The Hells Angel clubhouse in Amsterdam was fully funded by tax
dollars to promote charity events, motorcycle riding and youth
activities. By the time it was a completed fortress -- where rape was
commonplace and hard drugs the norm -- it was too late for the
denizens of that liberal city to change their minds and retake the bastion.
By 2003, Schiphol Airport had become the European gateway for
Colombian cocaine trans-shipped by Hells Angels through Dutch
Curacao. When authorities began checking all flights from Curacao,
they arrested so many people that prisons couldn't hold them. Most
were set free, their drugs confiscated.
Amsterdam's red-light district is infamous for its violence, and in
one notable case, for the death and dismemberment of a woman. Her
file would be dubbed Operation Annoyance by callous detectives, who
were too indifferent to identify the mutilated remains -- until the
case was taken up by a crusading Dutch reporter, who made public the
fact that she had been murdered by Angels and her body parts fed to
pigs. The Dutch statute of limitations on murder, 18 years, ran out
before the Angel suspect could be convicted.
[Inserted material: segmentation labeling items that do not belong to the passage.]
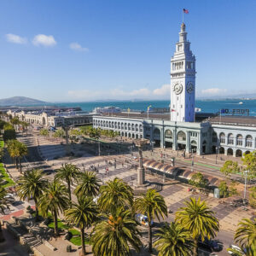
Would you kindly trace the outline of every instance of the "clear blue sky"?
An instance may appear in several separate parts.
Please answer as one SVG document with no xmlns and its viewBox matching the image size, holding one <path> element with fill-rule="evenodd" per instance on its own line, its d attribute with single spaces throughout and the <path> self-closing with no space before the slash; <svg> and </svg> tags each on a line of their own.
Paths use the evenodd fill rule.
<svg viewBox="0 0 256 256">
<path fill-rule="evenodd" d="M 183 8 L 197 95 L 256 92 L 255 0 L 2 0 L 0 98 L 168 99 Z"/>
</svg>

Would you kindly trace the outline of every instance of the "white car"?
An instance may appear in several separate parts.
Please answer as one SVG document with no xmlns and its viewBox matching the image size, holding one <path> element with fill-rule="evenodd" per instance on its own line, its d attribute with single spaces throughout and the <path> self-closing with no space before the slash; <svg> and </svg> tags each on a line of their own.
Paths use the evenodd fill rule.
<svg viewBox="0 0 256 256">
<path fill-rule="evenodd" d="M 228 251 L 228 253 L 229 253 L 230 254 L 231 254 L 231 255 L 236 255 L 236 252 L 237 252 L 237 254 L 240 253 L 240 254 L 241 254 L 241 255 L 246 255 L 246 254 L 244 253 L 244 252 L 242 252 L 241 249 L 240 248 L 240 247 L 238 247 L 238 246 L 236 246 L 236 245 L 234 245 L 234 244 L 231 244 L 231 245 L 230 246 L 230 248 L 232 249 L 232 251 Z M 240 255 L 240 254 L 238 254 L 238 255 Z"/>
<path fill-rule="evenodd" d="M 14 203 L 15 201 L 15 199 L 14 198 L 14 196 L 11 194 L 7 194 L 4 196 L 4 199 L 8 200 L 9 202 L 10 202 L 10 203 Z"/>
</svg>

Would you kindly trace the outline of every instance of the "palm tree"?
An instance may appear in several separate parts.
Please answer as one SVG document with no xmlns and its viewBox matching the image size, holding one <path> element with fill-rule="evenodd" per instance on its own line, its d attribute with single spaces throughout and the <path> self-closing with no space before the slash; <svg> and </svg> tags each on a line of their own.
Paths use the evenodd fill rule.
<svg viewBox="0 0 256 256">
<path fill-rule="evenodd" d="M 44 218 L 50 212 L 54 218 L 55 234 L 59 236 L 58 215 L 63 212 L 69 205 L 68 192 L 65 185 L 56 178 L 50 183 L 39 199 L 39 209 Z"/>
<path fill-rule="evenodd" d="M 81 196 L 78 202 L 73 203 L 72 207 L 65 211 L 65 216 L 68 223 L 80 229 L 82 253 L 85 255 L 84 229 L 96 220 L 98 211 L 91 197 Z"/>
<path fill-rule="evenodd" d="M 189 256 L 193 250 L 193 241 L 189 232 L 178 223 L 166 224 L 155 235 L 154 243 L 159 251 L 158 256 Z"/>
<path fill-rule="evenodd" d="M 82 172 L 79 177 L 79 184 L 74 193 L 77 195 L 96 196 L 100 190 L 100 180 L 93 172 Z"/>
<path fill-rule="evenodd" d="M 143 197 L 135 201 L 135 209 L 140 213 L 146 214 L 148 219 L 148 250 L 152 253 L 152 222 L 156 218 L 164 218 L 167 216 L 167 207 L 163 196 L 154 189 L 148 189 Z"/>
<path fill-rule="evenodd" d="M 118 207 L 131 207 L 133 205 L 132 189 L 118 177 L 102 186 L 100 194 L 98 204 L 105 212 L 113 213 Z"/>
<path fill-rule="evenodd" d="M 9 201 L 5 198 L 6 195 L 7 195 L 6 190 L 3 187 L 0 187 L 0 212 L 2 214 L 4 214 L 5 209 L 9 209 Z M 5 239 L 3 236 L 2 224 L 0 222 L 0 242 L 4 241 L 5 241 Z"/>
<path fill-rule="evenodd" d="M 70 201 L 71 201 L 70 186 L 73 185 L 73 179 L 77 181 L 79 175 L 80 175 L 79 168 L 72 164 L 62 165 L 62 167 L 57 170 L 55 177 L 63 180 L 67 183 Z"/>
<path fill-rule="evenodd" d="M 131 247 L 139 253 L 142 242 L 131 211 L 118 207 L 116 212 L 98 222 L 90 238 L 95 256 L 126 256 Z"/>
<path fill-rule="evenodd" d="M 241 248 L 247 249 L 248 255 L 256 255 L 256 218 L 243 218 L 234 238 Z"/>
<path fill-rule="evenodd" d="M 47 188 L 48 181 L 41 170 L 27 171 L 19 178 L 17 194 L 21 200 L 33 199 L 36 207 L 36 220 L 38 219 L 38 200 Z"/>
<path fill-rule="evenodd" d="M 194 254 L 197 255 L 200 236 L 202 241 L 205 237 L 215 237 L 219 228 L 218 220 L 206 202 L 201 202 L 200 198 L 198 201 L 190 198 L 190 201 L 186 201 L 184 204 L 185 207 L 181 207 L 180 211 L 176 212 L 176 220 L 190 231 L 195 243 Z"/>
</svg>

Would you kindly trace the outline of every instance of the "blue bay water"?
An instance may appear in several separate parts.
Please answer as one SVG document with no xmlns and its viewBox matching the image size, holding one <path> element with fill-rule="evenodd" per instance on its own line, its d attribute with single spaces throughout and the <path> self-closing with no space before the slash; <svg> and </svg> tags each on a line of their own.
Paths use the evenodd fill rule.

The rest of Europe is also cruising in blissful auto-glide as it
relates to bike gangs. In Sweden, bikers stole 16 antitank weapons
and hundreds of grenades from unguarded militia depots. Machine gun
battles broke out in Oslo and Copenhagen. Rocket attacks destroyed
biker hangouts in Helsinki. In England, the Angels led the Queen's
50th Jubilee Parade, and the minister of state for policing
personally led a Hells Angel "Toy Run for Charity."
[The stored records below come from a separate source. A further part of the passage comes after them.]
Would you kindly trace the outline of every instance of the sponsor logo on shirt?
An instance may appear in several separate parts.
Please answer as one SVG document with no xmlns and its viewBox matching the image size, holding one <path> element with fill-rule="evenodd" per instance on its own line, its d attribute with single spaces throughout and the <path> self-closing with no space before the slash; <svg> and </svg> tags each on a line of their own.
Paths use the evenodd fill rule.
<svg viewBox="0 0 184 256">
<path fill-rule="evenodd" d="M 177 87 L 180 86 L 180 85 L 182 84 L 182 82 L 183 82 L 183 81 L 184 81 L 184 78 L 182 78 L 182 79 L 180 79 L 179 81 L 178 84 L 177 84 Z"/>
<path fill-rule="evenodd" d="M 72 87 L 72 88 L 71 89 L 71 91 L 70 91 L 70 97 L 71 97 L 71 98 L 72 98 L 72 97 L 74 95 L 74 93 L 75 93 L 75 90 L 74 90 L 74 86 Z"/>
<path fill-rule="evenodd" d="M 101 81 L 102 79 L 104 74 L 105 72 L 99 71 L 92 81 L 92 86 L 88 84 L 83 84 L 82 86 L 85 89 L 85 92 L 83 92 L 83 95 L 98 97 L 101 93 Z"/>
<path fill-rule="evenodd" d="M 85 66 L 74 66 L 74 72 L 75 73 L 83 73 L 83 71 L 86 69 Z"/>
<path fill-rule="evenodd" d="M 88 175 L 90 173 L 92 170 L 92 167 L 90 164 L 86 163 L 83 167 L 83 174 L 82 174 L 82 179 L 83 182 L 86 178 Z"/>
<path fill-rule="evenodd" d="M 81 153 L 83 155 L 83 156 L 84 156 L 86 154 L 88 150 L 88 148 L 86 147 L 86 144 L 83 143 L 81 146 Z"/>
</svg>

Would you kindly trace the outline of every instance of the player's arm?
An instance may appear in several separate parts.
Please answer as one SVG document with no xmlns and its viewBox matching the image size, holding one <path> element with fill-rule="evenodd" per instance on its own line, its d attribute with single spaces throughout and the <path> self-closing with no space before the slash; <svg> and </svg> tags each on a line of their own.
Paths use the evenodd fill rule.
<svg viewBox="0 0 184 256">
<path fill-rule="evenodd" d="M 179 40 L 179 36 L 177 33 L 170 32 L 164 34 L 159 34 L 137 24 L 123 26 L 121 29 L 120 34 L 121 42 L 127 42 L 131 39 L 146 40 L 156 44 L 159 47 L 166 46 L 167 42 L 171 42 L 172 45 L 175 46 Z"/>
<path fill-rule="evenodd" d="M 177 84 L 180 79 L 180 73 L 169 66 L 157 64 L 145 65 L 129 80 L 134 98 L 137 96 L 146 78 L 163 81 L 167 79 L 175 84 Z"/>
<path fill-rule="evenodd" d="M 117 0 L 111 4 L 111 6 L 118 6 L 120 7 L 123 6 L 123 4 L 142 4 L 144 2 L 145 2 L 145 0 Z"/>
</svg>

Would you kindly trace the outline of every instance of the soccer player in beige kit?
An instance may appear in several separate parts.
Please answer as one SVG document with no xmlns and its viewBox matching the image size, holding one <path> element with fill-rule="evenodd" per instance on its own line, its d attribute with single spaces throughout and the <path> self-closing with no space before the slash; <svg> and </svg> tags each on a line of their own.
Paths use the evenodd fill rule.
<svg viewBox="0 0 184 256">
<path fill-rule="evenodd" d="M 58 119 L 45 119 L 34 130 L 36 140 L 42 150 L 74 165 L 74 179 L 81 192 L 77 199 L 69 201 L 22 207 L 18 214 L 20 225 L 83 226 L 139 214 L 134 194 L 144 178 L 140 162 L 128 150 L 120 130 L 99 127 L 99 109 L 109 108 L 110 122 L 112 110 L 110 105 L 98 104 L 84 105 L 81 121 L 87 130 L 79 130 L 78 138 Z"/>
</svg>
Angels of Death has a real-life hero, Jay Dobyns, a towering, former
star receiver for the University of Arizona Wildcats, who joined the
Bureau of Alcohol, Tobacco and Firearms in search of excitement. This
he surely got. Shot in the back in his rookie week, before he drew
his first paycheque, then catapulted through the air by a bandit's
fleeing car a few weeks later, Dobyns survived and thought he was
ready to take on the Angels.
His efforts and successes are chronicled in gut-wrenching detail. His
journey into the Valley of Death is a modern-day odyssey on which few
of us would venture forth. A chess match with Satan. As Dobyns
says,with the blunt eloquence of a warrior, "When you walk into their
territory and the door locks behind you, you're all alone. Cop or no
cop badge, there is no cavalry coming to save you . . . it's just you
and a bunch of bikers and no one else."
The undercover agents in Angels of Death are not neophytes. Their
backstop is letter perfect: aliases, alibis, able support in the form
of 007-style technology. And they truly need it, for the Angels
portrayed in this work have the means and the will to corrupt judges,
politicians and police.
Canada does not escape well-justified criticism on this score. The
Quebec biker wars of a decade ago, which claimed 150 lives, are
searingly recounted, and should have marked a national watershed.
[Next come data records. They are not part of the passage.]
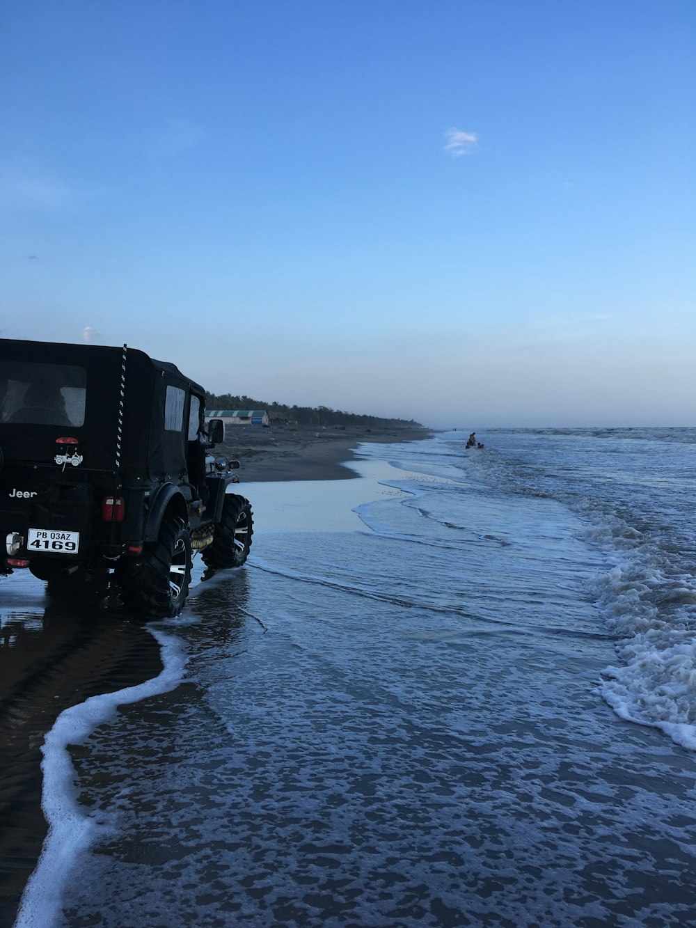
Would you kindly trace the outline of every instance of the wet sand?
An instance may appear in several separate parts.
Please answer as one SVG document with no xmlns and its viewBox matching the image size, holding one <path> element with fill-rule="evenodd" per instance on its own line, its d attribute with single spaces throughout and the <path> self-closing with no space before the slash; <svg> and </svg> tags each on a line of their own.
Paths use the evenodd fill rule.
<svg viewBox="0 0 696 928">
<path fill-rule="evenodd" d="M 215 452 L 237 458 L 245 483 L 345 480 L 361 442 L 427 438 L 421 429 L 367 432 L 239 426 Z M 214 452 L 213 452 L 214 453 Z M 63 710 L 156 677 L 160 649 L 122 611 L 45 596 L 28 572 L 0 577 L 0 928 L 12 925 L 46 834 L 41 746 Z"/>
<path fill-rule="evenodd" d="M 426 429 L 283 429 L 230 426 L 225 445 L 214 449 L 239 461 L 243 483 L 285 480 L 346 480 L 355 472 L 343 467 L 361 442 L 383 445 L 428 438 Z"/>
</svg>

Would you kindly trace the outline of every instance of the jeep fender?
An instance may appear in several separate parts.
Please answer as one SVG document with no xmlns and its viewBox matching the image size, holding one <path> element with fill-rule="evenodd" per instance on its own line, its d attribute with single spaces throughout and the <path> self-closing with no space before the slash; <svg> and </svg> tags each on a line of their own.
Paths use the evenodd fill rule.
<svg viewBox="0 0 696 928">
<path fill-rule="evenodd" d="M 181 488 L 174 483 L 164 483 L 150 496 L 149 510 L 145 523 L 145 541 L 157 541 L 160 526 L 165 513 L 179 516 L 188 524 L 188 509 Z"/>
</svg>

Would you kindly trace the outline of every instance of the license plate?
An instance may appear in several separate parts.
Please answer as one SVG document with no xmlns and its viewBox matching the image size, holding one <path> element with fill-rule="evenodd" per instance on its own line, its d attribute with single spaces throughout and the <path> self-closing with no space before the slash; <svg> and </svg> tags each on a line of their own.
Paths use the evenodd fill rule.
<svg viewBox="0 0 696 928">
<path fill-rule="evenodd" d="M 29 530 L 27 548 L 30 551 L 76 554 L 79 547 L 79 532 L 58 532 L 52 528 L 30 528 Z"/>
</svg>

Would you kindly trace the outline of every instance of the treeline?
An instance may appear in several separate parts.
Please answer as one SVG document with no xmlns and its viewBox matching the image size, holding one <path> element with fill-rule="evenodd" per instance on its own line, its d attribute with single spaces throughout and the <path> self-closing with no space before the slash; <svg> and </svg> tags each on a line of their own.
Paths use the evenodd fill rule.
<svg viewBox="0 0 696 928">
<path fill-rule="evenodd" d="M 285 406 L 282 403 L 266 403 L 251 396 L 233 396 L 231 393 L 205 394 L 208 409 L 265 409 L 271 425 L 313 426 L 315 428 L 359 426 L 364 429 L 420 429 L 420 422 L 405 419 L 382 419 L 380 416 L 361 416 L 329 406 Z"/>
</svg>

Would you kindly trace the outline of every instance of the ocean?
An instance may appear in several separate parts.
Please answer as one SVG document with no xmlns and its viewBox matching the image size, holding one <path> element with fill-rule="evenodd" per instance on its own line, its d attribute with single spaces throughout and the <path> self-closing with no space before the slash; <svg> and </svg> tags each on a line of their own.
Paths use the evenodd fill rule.
<svg viewBox="0 0 696 928">
<path fill-rule="evenodd" d="M 362 445 L 64 712 L 18 926 L 696 923 L 696 430 Z"/>
</svg>

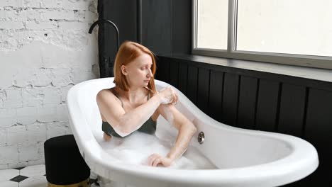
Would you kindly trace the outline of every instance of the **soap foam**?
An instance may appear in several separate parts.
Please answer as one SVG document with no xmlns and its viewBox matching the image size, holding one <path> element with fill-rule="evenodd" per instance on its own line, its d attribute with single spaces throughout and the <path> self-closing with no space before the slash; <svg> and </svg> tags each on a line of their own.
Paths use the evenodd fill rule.
<svg viewBox="0 0 332 187">
<path fill-rule="evenodd" d="M 167 137 L 165 134 L 167 131 L 163 132 L 164 137 Z M 112 157 L 118 158 L 120 162 L 147 166 L 148 165 L 148 158 L 149 156 L 156 153 L 165 157 L 176 140 L 176 137 L 172 137 L 170 134 L 167 137 L 168 138 L 160 139 L 158 138 L 157 134 L 156 133 L 156 135 L 148 135 L 136 131 L 125 138 L 112 137 L 109 142 L 104 140 L 99 142 L 105 152 Z M 170 168 L 179 169 L 216 169 L 207 158 L 192 146 L 189 146 L 182 157 L 174 162 Z"/>
</svg>

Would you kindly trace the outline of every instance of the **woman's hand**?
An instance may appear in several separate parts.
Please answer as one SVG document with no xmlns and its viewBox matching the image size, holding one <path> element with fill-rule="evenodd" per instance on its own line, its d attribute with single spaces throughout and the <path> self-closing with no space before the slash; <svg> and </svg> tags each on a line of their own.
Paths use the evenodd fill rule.
<svg viewBox="0 0 332 187">
<path fill-rule="evenodd" d="M 179 99 L 177 92 L 172 87 L 164 88 L 157 94 L 160 96 L 162 104 L 175 104 Z"/>
<path fill-rule="evenodd" d="M 165 167 L 168 167 L 172 164 L 172 160 L 167 157 L 163 157 L 157 154 L 153 154 L 148 158 L 149 166 L 157 166 L 158 164 L 162 164 Z"/>
</svg>

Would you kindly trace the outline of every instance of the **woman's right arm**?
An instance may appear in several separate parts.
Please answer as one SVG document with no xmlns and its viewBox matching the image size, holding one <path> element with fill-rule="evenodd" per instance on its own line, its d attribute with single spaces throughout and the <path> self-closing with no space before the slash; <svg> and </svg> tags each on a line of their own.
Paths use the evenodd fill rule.
<svg viewBox="0 0 332 187">
<path fill-rule="evenodd" d="M 101 90 L 96 96 L 100 113 L 121 137 L 125 137 L 140 128 L 161 103 L 167 104 L 177 101 L 175 92 L 167 88 L 155 94 L 145 103 L 126 113 L 117 98 L 109 90 Z"/>
</svg>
Yet many Canadians are in denial about the true nature of organized
crime. British Columbia has an illicit marijuana cash crop worth
$2.5-billion annually, with B.C. pot 10 to 15 times as potent as that
hippies smoked in the 1960s. Contrary to current popular opinion,
legalizing pot does not alter the harsh lessons of the Dutch
experience: The Angels have muscled their way into control of
Amsterdam's "legitimate" market. Cancer cannot be treated by benign
neglect or by turning a blind eye.
Read this tome carefully, dear reader, and never, ever, let your
guard down. The veneer of civilization runs very thin, and the Trojan
horse at our gates looks disturbingly like a Harley chopper.
K. G. E. (Chuck) Konkel is a serving Canadian police officer and an
expert on organized crime. He has written two thrillers set in Hong
Kong and Mexico, and is completing a third, set in Berlin in 1945.